Researchers have devised a brand new assault technique “Cookie-Chunk” demonstrating cookie theft through malicious browser extensions. Whereas the concept of stealing session cookies isn’t new, utilizing a malicious browser extension as a PoC is a brand new thought highlighting the severity of the matter.
Cookie-Chunk Assault Ensures Persistent Entry By Stealing Cookies
Sharing the main points in a latest post, researchers from Varonis highlighted how a malicious browser extension could sneakily enable persistent entry to consumer accounts. Named “Cookie-Chunk”, the assault demonstrates utilizing a browser extension to steal session cookies, evading account login safety checks.
Particularly, the researchers demonstrated the assault by utilizing a specifically crafted browser extension to steal cookies. The researchers used Google Chrome of their examine and aimed toward Azure authentication-related cookies. Nonetheless, they defined that the method applies to different companies as properly, their vulnerability being depending on the respective session dealing with, cookie structure, and safety.
As proof-of-concept (PoC), the researchers focused the ‘ESTAUTH‘ and ‘ESTSAUTHPERSISTNT‘ cookies in Azure Entra ID. These cookies, enable and preserve authenticated entry to Microsoft companies, equivalent to Microsoft 365 and Azure Portal. Whereas customers could apply completely different safety measures, equivalent to multi-factor authentication, to make sure safe login, the Cookie-Chunk assault could steal these cookies to realize persistent entry to Microsoft companies with out requiring account credentials.
In worst exploitation situations, an adversary may use such session hijacking assault to maneuver laterally throughout cloud environments. With unchecked persistent entry to crucial companies, attackers may get unrestricted entry to necessary information.
Apart from Microsoft Azure Entra ID, the researchers additionally listed different necessary cloud companies, equivalent to Google Workspace, GitHub, AWS Administration Console, and Okta (SSO), and their respective authentication cookies that Cookie-Chunk assault can goal.
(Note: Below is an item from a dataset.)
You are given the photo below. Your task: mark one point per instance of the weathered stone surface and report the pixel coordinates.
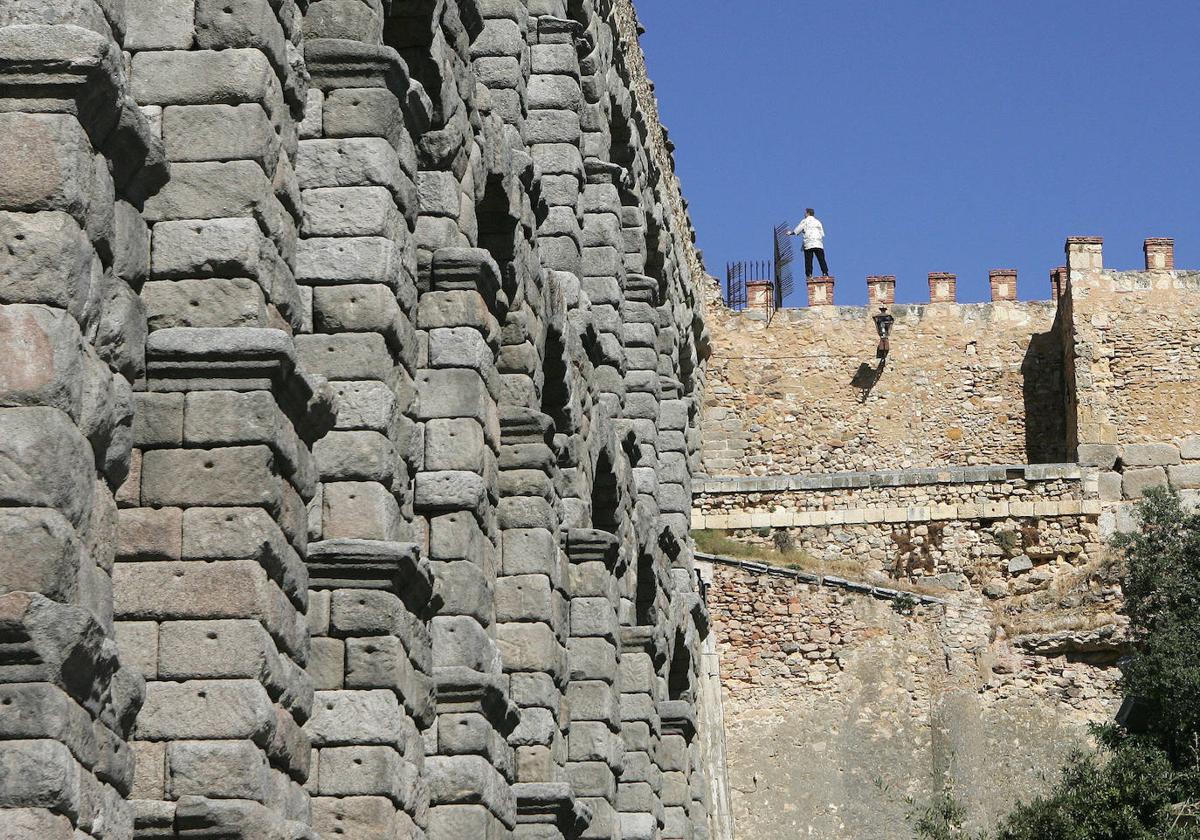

Upon gaining persistent entry to focus on accounts by stealing cookies, an adversary could carry out varied malicious actions. In line with the researchers, these actions could embody deploying PowerShell, steal different companies’ cookies, carry out unauthorized app registrations, and laterally transfer throughout the community.
Beneficial Mitigations For This Sneaky Assault
Notably, the Cookie-Chunk assault entails no refined malware to steal cookies. As a substitute, it makes use of a easy script that makes it troublesome to detect and block. Furthermore, the assault stays profitable because it occurs by means of the browser, bypassing account login checks with every login try.
Nonetheless, the researchers have shared varied means to forestall this assault. These embody operating thorough scans for detecting any uncommon consumer habits, utilizing Microsoft Danger to flag uncommon sign-ins, deploying Conditional Entry Insurance policies (CAP) to limit unauthorized customers’ entry, and implementing Chrome ADMX insurance policies to limit using browser extensions to a selected allowlist.
Tell us your ideas within the feedback.